La Europa unida se construyó con la voluntad de los pueblos, de los que sin embargo se ha desviado. Sólo logrará sobrevivir si los recobra. Hoy no sólo se trata de salvar el crecimiento económico, sino también, o, quizás sobre todo, de salvar la democracia de la Unión. Los ciudadanos europeos son los únicos que pueden hacerlo y lo harán si están convencidos de que merece la pena. Si se les propone un futuro y una política justa.

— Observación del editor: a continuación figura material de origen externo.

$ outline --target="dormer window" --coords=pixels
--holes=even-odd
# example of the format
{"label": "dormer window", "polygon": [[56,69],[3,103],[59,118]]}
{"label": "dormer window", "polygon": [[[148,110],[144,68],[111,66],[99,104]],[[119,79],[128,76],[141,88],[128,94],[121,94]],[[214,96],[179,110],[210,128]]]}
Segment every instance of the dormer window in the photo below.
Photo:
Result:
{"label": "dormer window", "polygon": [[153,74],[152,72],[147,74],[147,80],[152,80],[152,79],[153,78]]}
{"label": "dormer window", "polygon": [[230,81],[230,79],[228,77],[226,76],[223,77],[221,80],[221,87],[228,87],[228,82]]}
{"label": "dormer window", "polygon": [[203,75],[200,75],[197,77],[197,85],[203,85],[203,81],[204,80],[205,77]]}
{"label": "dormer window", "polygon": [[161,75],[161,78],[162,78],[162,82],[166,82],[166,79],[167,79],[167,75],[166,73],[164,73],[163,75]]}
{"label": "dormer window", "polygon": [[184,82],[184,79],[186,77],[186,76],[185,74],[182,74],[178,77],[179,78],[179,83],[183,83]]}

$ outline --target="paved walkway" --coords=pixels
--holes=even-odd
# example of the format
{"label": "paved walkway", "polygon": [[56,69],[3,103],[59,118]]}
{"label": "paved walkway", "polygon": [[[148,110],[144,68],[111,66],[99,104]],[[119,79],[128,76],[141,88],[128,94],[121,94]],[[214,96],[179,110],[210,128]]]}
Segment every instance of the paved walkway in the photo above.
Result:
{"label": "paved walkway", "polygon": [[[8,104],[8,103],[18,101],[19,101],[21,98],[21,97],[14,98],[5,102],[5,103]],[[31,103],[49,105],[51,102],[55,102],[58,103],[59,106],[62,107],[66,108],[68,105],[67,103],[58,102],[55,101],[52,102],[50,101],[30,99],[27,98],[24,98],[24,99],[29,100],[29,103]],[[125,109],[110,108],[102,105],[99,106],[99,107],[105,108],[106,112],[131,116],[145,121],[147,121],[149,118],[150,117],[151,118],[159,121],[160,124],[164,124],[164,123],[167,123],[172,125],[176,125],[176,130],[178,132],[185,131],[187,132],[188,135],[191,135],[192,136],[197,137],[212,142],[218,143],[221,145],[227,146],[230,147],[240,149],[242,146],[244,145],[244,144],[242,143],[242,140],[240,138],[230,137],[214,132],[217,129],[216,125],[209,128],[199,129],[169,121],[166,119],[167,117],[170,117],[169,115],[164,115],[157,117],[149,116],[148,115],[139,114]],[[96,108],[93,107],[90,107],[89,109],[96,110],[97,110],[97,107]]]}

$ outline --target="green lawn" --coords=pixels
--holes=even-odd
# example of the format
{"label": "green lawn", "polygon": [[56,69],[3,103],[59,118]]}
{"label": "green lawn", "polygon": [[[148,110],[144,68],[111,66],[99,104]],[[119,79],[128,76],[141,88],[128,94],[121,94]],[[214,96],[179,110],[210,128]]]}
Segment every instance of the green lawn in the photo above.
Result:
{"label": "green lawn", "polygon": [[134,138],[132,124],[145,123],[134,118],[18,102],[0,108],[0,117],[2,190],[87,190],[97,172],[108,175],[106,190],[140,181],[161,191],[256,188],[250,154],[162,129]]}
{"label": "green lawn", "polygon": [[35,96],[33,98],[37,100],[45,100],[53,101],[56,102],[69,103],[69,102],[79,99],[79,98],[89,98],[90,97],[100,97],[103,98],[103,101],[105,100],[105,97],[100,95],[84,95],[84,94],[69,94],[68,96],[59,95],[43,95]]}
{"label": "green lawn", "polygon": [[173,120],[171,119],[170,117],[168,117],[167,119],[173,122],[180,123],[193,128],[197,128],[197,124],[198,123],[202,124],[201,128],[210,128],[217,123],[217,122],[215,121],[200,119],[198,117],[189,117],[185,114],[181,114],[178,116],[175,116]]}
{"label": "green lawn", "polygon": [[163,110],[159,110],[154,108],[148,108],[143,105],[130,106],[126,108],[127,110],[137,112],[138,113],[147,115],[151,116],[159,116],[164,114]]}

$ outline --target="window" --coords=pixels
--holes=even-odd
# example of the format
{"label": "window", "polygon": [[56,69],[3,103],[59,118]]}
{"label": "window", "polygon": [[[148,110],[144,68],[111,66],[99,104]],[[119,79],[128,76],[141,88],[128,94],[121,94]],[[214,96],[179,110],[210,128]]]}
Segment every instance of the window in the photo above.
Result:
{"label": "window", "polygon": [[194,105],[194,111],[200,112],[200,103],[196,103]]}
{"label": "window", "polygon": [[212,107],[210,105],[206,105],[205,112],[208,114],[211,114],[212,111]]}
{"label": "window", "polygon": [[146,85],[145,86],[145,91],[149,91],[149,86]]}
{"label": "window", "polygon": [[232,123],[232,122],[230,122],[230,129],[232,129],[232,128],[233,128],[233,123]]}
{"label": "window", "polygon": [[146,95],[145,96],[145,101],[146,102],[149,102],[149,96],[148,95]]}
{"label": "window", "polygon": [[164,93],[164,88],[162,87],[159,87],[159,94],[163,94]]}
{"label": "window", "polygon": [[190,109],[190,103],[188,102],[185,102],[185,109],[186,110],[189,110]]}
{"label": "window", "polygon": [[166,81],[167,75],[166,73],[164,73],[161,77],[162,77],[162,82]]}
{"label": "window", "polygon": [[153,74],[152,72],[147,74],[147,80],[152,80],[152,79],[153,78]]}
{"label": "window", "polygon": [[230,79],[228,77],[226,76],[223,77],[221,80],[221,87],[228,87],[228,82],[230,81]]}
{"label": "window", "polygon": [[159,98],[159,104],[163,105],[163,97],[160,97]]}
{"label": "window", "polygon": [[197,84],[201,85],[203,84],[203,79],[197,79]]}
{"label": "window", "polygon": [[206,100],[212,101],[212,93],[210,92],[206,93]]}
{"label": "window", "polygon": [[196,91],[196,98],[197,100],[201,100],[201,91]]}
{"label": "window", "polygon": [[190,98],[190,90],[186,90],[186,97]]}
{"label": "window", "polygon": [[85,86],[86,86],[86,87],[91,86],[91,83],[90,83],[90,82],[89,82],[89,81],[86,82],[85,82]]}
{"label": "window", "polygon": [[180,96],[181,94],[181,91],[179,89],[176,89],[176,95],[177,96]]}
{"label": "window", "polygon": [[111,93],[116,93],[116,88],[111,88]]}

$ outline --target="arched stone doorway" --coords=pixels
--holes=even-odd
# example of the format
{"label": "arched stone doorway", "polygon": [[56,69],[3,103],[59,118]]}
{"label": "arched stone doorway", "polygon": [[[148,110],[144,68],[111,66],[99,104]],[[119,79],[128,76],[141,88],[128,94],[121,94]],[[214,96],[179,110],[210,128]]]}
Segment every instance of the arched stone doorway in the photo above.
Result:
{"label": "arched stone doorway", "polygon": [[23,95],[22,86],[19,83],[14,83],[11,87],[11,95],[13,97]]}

En muchos sectores académicos e intelectuales europeos se cuestiona y debate la idea de ciudadanía unida a la de nacionalidad por ser considerada una herencia ya superada del modelo liberal y decimonónico de Estado, hoy día obsoleto e inviable. El filósofo alemán J. Habermas pertenece a esa corriente de pensadores que propugna desconectar la noción de ciudadanía de la nacionalidad y contrapone a tal binomio el de “ciudadanía e identidad nacional”.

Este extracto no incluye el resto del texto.